Why a sales presentation shouldn’t be a lazy narrative

I’ve sat through hundreds of sales and management presentations, and I’m sure you have too. What’s the phrase you dread hearing in any presentation? For me, it’s a simple one:

“But first…”

Those two words mean just one thing: the speaker is going to delay the point of the presentation and start off with some “background”. And that’s probably going to be boring, irrelevant or even targeted at people who might not be in the room. Maybe all of those things.

When you write a press release, you do it like a journalist is taught to write a news story. You start with the most interesting bit, with as much of “who, what, when, where and why” as you can (briefly). Then comes the second most interesting bit. Then the third. And so on. It doesn’t matter when your reader switches off, you’ve got the message over.

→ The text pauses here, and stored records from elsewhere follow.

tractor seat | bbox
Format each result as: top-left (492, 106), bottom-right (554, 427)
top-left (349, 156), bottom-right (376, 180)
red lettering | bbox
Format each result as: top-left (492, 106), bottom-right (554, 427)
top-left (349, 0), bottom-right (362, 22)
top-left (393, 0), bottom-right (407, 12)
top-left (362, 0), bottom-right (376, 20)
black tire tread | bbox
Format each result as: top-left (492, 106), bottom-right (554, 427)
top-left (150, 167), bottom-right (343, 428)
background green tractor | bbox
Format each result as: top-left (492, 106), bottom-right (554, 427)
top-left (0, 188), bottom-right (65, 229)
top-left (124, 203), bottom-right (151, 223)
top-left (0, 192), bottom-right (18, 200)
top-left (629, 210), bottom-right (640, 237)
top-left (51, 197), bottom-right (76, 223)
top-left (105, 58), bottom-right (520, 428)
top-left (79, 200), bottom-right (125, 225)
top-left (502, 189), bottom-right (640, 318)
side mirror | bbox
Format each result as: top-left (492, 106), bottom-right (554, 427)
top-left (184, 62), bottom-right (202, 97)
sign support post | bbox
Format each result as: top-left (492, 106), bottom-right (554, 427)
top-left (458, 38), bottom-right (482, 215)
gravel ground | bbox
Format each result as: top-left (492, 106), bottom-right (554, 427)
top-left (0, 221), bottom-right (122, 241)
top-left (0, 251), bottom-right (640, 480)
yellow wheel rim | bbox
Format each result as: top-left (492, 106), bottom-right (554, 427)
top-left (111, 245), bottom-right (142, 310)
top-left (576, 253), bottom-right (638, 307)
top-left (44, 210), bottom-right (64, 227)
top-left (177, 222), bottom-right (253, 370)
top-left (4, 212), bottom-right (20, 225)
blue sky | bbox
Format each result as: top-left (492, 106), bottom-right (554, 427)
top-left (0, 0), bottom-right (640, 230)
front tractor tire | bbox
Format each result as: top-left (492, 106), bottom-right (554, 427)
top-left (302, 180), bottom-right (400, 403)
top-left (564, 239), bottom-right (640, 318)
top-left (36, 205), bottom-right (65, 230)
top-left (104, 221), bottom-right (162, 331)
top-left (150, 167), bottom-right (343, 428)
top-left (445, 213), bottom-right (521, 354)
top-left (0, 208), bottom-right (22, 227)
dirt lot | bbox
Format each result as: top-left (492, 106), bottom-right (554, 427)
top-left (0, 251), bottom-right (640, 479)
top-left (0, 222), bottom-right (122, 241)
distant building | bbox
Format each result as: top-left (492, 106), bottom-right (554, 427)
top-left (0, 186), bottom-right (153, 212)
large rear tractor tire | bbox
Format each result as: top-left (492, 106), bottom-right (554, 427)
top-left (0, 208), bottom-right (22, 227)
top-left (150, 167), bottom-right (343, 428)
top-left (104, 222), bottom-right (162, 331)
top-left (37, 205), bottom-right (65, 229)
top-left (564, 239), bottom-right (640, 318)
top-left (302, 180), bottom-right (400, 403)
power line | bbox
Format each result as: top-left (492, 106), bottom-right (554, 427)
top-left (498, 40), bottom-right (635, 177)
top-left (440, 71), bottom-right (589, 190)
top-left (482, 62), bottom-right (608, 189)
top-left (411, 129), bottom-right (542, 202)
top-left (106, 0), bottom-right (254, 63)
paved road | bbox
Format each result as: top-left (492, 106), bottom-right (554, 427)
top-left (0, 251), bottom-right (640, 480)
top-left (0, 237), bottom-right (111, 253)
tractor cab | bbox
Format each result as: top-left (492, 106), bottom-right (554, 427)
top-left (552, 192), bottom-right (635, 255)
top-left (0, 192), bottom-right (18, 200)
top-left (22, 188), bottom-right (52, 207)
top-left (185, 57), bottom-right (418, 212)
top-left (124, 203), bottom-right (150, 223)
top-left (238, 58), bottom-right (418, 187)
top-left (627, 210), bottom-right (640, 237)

The same should apply to a presentation. People come to hear about your blue widget, and what it can do for them. If you were writing a sales letter, you’d start off with the benefits, then the features, and finish with the stuff which would make the prospect feel good about you. The same should apply to presentations, but instead, things seem to work the other way around. “But first”, we hear (to mental groans), “I’d like to give you some background about the company”.

This is doubly wrong. Everyone gradually loses interest as a presentation goes on, so it’s common sense to get the good stuff in before anyone switches off. Worse though, by putting the boring stuff at the start, you bring forward the point at which the audience switches off in the first place.

People often think that the questions “Why this product?” and “Why us?” need to be answered before getting on to the “What’s in it for me?” part. They’re wrong. That’s just a lazy narrative. It’s harder to start with the climax. But it’s better, both for you and for your audience.

Discussion

  1. Ken Damsell

    I was blind and now i can see! You are absolutely right. I have done the preamble thing myself, many times because its easier. It is challenging and scary to get straight to the knitty gritty as choosing the right words is critical. I am converted and finding the process liberating. Thank you.
    P.S. We know that our web site needs a radical overhaul.